そうだ 風都、行こう。
「仮面ライダー響鬼」みたいにまったりした作品が観たいと思ったら「魔弾戦記リュウケンドー」が出てきて、「リュウケンドー」みたいにおバカな作品が観たいと思ったら「仮面ライダー電王」が出てきて、「電王」みたいにシュールな作品が観たいと思っていた…が、最近ようやく出てきてくれた。
その名は「仮面ライダーW」。
『風都』というあけぼの町みたいな架空の街、町を牛耳る園崎家(悪の怪人一家)の胡散臭さ(及びネタキャラっぷり)、思ったよりはカッコいい戦闘シーンやバイクアクション、主人公の探偵が工藤ちゃん(探偵物語)ばりにカッコつけようとするけどずっこける二枚目半っぷり、脇を固める怪しい方々、基本的に(殆ど)人間が死なない作風…「デンジマン」や「シャリバン」みたいなハード&シリアスな特撮もいいけど、「W」や「スパイダーマン(東映版ね)」、「マシンマン」みたいにゆるゆる~なご町内のヒーローもいいね。

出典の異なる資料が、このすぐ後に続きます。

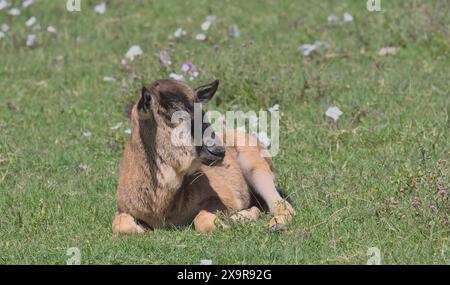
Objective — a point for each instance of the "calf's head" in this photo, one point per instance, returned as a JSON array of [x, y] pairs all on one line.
[[165, 121]]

何より主人公に「何故ヒーローに変身して戦うのか」とか「悪人であっても人間を助けようとする」といった動機がちゃんと描かれているのは好感が持てる。
ディケイドの最終回があまりに酷かったので期待はしてなかったけど、堅実な話の作り方や『30分の子供番組』という枠内で適度に情報を入れておく様は地味だけど良い。
最終回までこのクオリティが保てればなぁ…。
ただねぇ…ヒロインをはじめ、女性キャラが全員見事にウザ過ぎる…んだけど、そのウザさがちゃんとキャラの立て方や世界観構築など、脚本の完成度に一役買っているのが侮れなかったりする。
これで夏みかん(ディケイド)や響鬼の女性陣みたいなまともな人達が出てきたら…ちょっと作風が変わると思うので、『これはこれで、しょ~がないのかな?』とも感じる。
また、安楽椅子探偵ポジションのフィリップが毎回(っつってもまだ2回だが)事件の現場=怪人がいる所に出る理由はドラマを盛り上げる上で『ちゃんと描かれている』が、更にもう一押しが欲しい。
例えば
「遠隔地(探偵所)で変身すればフィリップの安全は確保できるけど、通常の50%の力しか発揮できない」
「翔太郎の側で変身すれば100%の力を発揮できるけど、気を失ったフィリップの肉体が危険に晒される」
っていう設定を脚本に盛り込んでおけば、もっと面白くなると思う。
※今回の記事は某SNSに書こうとしたが、障害の為母屋に書き込む。